Right now at N400 per dollar (it was 450 barely a month ago), $280 is 112,000 naira. Top earning high school teachers get N50k monthly. Entry level bankers get N70k. I know an accountant for a media house (Masters in finance) who earns N80 and works 10 hours per day for six days a week.
Congrats! We're based in Uganda and dealing with Internet is a huge pain point for us - we have a backup provider because reliability is so poor and we're paying much more than $30 USD/month. All the best and hope you expand Eastward soon!
What equipment/tech are you using for the point-multipoint segment?
Good luck!
Although, if I'm honest I fail to see the "YC-grade" innovation in this project versus the myriad of WISPs that have been so popular for more than a decade. Does it all boils down to the unmetered business model?
Uh... I hate it very much when companies claim "uncapped"
data. While they don't artificially limit how much data you can use, you are always limited by your speed.
Yes, your data is unlimited but but your speed of 128k limit how much you can actually use.
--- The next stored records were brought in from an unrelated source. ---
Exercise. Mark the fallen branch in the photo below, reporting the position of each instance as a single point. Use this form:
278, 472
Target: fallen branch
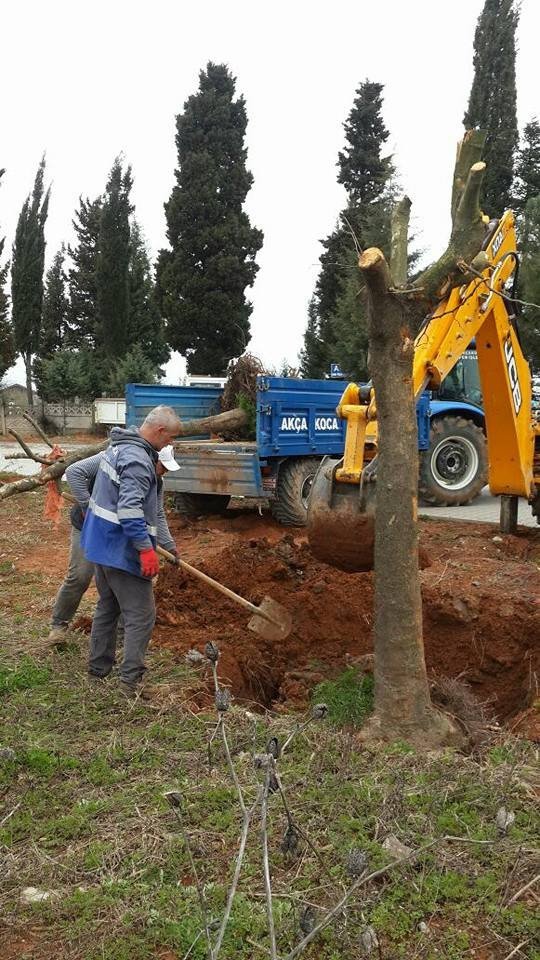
230, 421
524, 889
360, 882
54, 472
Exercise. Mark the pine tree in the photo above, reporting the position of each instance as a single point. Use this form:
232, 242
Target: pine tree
527, 184
135, 367
203, 277
313, 358
54, 326
27, 273
54, 321
145, 325
7, 346
492, 101
112, 272
338, 318
82, 275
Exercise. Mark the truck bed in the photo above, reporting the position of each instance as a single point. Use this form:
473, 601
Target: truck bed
218, 467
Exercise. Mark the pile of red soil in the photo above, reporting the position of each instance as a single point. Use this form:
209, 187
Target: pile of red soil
481, 602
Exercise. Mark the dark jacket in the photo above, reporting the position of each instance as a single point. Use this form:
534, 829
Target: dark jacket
121, 519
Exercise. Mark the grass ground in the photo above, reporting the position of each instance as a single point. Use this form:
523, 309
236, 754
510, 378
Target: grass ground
83, 819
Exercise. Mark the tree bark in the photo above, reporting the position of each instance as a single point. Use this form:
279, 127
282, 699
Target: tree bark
403, 706
29, 393
232, 420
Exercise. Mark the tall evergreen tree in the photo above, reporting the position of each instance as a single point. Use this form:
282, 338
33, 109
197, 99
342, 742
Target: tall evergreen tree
337, 323
7, 346
492, 101
527, 184
203, 277
145, 325
54, 325
54, 322
313, 356
112, 271
27, 273
82, 275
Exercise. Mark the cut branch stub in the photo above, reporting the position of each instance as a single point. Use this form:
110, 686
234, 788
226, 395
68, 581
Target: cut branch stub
468, 226
399, 244
469, 151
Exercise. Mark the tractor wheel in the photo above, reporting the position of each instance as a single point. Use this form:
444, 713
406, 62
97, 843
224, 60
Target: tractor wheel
454, 469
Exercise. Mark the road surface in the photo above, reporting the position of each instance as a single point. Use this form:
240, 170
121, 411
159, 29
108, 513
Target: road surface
485, 509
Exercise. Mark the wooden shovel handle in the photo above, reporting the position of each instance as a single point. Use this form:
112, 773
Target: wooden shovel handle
214, 583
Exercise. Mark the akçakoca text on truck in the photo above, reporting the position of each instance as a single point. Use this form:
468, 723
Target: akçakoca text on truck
297, 426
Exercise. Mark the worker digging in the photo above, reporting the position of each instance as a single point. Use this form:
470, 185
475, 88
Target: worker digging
119, 536
81, 477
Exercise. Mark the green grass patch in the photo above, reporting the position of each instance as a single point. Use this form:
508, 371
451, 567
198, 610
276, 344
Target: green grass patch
349, 697
25, 676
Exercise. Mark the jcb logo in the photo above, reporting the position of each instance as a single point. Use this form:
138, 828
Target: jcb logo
512, 374
497, 243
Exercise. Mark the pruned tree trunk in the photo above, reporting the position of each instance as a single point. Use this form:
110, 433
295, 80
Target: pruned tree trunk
227, 422
403, 707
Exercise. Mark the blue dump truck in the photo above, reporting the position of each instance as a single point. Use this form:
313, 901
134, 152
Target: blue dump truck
297, 425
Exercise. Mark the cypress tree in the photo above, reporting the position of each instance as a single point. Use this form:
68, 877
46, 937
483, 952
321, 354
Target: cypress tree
492, 101
54, 321
112, 268
203, 277
313, 360
337, 324
27, 273
82, 275
54, 326
135, 367
145, 326
7, 346
527, 184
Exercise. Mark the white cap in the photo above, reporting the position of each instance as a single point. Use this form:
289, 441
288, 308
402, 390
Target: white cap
166, 457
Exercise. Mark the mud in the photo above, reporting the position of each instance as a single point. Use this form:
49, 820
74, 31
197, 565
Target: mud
481, 602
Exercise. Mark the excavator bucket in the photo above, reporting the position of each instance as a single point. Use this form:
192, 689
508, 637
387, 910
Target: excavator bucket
341, 520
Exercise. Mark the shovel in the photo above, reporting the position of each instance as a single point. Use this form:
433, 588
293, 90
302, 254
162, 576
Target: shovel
270, 619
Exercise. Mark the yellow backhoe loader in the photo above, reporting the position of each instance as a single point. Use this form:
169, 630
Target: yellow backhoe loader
341, 505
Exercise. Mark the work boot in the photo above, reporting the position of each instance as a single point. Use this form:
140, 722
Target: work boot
57, 637
129, 690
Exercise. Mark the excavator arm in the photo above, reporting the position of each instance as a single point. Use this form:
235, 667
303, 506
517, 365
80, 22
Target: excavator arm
342, 501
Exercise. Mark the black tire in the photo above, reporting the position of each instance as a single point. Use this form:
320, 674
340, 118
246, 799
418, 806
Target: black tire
200, 504
455, 468
292, 491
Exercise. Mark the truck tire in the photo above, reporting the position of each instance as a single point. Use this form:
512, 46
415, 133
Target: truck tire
292, 490
200, 504
454, 469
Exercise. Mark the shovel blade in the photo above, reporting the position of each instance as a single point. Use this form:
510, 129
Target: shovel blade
281, 624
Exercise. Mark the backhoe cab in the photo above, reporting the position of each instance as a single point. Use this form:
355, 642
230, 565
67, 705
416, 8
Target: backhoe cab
341, 509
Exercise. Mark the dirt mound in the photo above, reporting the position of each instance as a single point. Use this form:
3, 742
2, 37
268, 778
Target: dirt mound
481, 615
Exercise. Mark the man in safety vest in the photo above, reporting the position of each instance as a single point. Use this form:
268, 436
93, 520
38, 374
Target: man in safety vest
119, 537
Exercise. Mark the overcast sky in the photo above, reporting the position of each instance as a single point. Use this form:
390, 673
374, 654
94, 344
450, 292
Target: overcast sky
85, 81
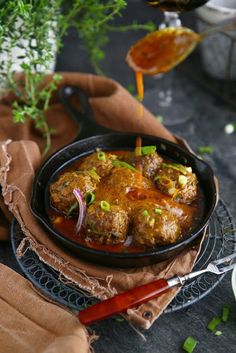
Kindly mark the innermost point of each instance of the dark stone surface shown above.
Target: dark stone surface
(205, 126)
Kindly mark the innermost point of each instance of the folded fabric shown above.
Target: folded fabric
(31, 324)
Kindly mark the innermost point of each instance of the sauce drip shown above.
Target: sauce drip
(160, 51)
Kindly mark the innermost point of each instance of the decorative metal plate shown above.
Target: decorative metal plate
(219, 241)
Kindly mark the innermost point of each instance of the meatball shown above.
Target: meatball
(124, 179)
(155, 226)
(177, 181)
(150, 163)
(107, 226)
(61, 191)
(100, 161)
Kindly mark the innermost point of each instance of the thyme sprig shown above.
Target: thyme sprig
(33, 26)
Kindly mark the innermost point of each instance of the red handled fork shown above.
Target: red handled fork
(136, 296)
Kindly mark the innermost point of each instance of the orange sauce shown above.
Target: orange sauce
(66, 225)
(138, 146)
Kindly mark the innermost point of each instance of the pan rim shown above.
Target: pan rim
(160, 250)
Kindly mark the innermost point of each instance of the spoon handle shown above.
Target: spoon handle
(123, 301)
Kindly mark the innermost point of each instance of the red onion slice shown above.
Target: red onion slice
(128, 240)
(82, 209)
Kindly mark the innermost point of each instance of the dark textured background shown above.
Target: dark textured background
(205, 126)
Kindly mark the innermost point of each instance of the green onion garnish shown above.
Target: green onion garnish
(94, 175)
(89, 198)
(72, 208)
(182, 180)
(179, 167)
(105, 206)
(148, 149)
(119, 319)
(101, 156)
(205, 149)
(214, 323)
(189, 344)
(152, 222)
(218, 333)
(225, 312)
(122, 164)
(159, 118)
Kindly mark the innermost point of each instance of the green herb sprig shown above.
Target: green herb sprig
(33, 26)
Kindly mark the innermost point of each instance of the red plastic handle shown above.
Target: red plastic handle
(121, 302)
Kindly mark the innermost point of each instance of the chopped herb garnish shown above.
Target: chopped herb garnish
(122, 164)
(205, 149)
(72, 208)
(189, 344)
(89, 198)
(101, 156)
(158, 211)
(225, 312)
(105, 206)
(214, 323)
(148, 149)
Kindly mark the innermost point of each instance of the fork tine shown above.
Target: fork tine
(227, 268)
(225, 259)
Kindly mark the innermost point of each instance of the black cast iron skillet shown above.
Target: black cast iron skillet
(108, 142)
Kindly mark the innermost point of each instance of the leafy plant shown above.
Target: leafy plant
(33, 26)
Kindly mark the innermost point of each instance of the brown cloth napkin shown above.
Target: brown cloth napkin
(30, 324)
(113, 107)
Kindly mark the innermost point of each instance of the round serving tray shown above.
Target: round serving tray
(220, 241)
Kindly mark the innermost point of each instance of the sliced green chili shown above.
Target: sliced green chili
(101, 156)
(214, 323)
(72, 208)
(148, 149)
(205, 149)
(225, 312)
(189, 344)
(122, 164)
(89, 198)
(105, 206)
(179, 167)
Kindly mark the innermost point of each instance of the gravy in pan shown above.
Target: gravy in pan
(136, 200)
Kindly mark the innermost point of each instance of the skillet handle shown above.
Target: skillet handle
(84, 117)
(123, 301)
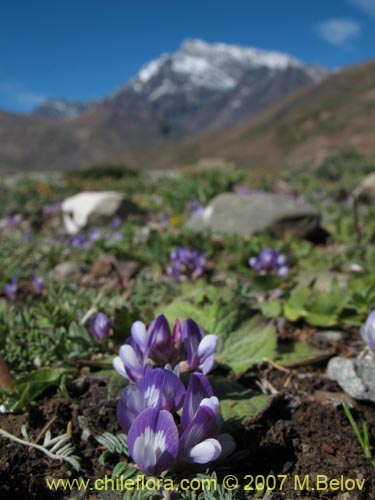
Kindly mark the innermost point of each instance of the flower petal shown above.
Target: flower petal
(207, 347)
(153, 441)
(129, 406)
(118, 365)
(139, 334)
(198, 389)
(159, 340)
(203, 426)
(192, 335)
(205, 452)
(134, 366)
(207, 365)
(228, 445)
(162, 388)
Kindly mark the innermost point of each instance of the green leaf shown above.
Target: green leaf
(242, 344)
(294, 307)
(246, 346)
(30, 386)
(297, 353)
(239, 406)
(271, 309)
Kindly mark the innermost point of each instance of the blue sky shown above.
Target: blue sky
(86, 49)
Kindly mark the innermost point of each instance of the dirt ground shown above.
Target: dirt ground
(303, 434)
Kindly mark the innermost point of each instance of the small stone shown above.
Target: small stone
(245, 215)
(334, 399)
(330, 336)
(66, 270)
(103, 266)
(96, 207)
(355, 376)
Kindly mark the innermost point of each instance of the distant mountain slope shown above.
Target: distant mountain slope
(202, 86)
(307, 125)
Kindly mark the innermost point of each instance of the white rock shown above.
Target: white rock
(89, 208)
(355, 376)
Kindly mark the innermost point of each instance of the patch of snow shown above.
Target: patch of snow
(151, 69)
(166, 87)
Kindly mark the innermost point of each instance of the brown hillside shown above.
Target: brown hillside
(307, 125)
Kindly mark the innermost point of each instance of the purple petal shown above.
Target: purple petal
(207, 347)
(153, 441)
(205, 452)
(192, 335)
(162, 388)
(10, 289)
(118, 365)
(159, 340)
(203, 426)
(134, 366)
(198, 389)
(37, 283)
(207, 365)
(129, 407)
(139, 334)
(368, 330)
(228, 445)
(100, 326)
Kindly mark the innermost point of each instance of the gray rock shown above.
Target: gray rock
(245, 215)
(329, 336)
(66, 270)
(365, 191)
(355, 376)
(98, 207)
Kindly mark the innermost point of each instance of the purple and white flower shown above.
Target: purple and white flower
(100, 326)
(198, 389)
(116, 222)
(368, 331)
(37, 283)
(158, 343)
(153, 441)
(199, 442)
(270, 261)
(10, 289)
(195, 208)
(186, 263)
(131, 362)
(159, 388)
(200, 348)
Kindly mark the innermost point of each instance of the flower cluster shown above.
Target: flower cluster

In this case, after a short chat with their online reps they offer 2-5 mbits. At 5 mbits this translates to roughly 1.6 Terabytes of data over 30 day period.
Don't get me wrong, what they are doing seems great! I just wish they would show their speeds upfront and the download/upload ratio.
This is really cool. Is the tech similar to MonkeyBrains? MonkeyBrains charges $35/month and pays their technicians Bay Area wages. I'm sure there are good reasons why you can't drive the price down lower than $30, but they are not obvious. It it just to manage demand as you get off the ground? Is the upstream fee extremely expensive? Something else?
Upstreams are still lower than what they would get on enterprize on our competitors network. We can actually drive our cost below $30 however most important for us our goal is to build out our network that's essentially what our raise is for
I fail to see a competitive edge for this company? If providing uncapped internet is profitable at those rates, can't the existing telecom providers just start offering uncapped plans? That renders the whole point of this company moot.
In kenya a company called zuku started providing uncapped home internet at about the same prices. Now its well on its way to owning the market for Internet at home, despite all the efforts of local telcos to compete.
At the same price the biggest telco is only willing to give about 12gb capped data. And it's no where near the quality of a zuku connection.
I think it might have to do with the physical infrastructure. A cell tower can be seen as an access point shared by millions and therefore has to have limits on what each device can send and receive. Home internet is via fibre and an an access point shared by only memebers your household.
This is really risky because it takes so little for competition to catch up. They just offer another pricing tier in their billing system that shuts off caps and they are done.
How would you compare your service to Express Wifi (or similar), is it competitive or does it serve a different market segment? I'm also curious how you manage forex risk and the regulatory system there.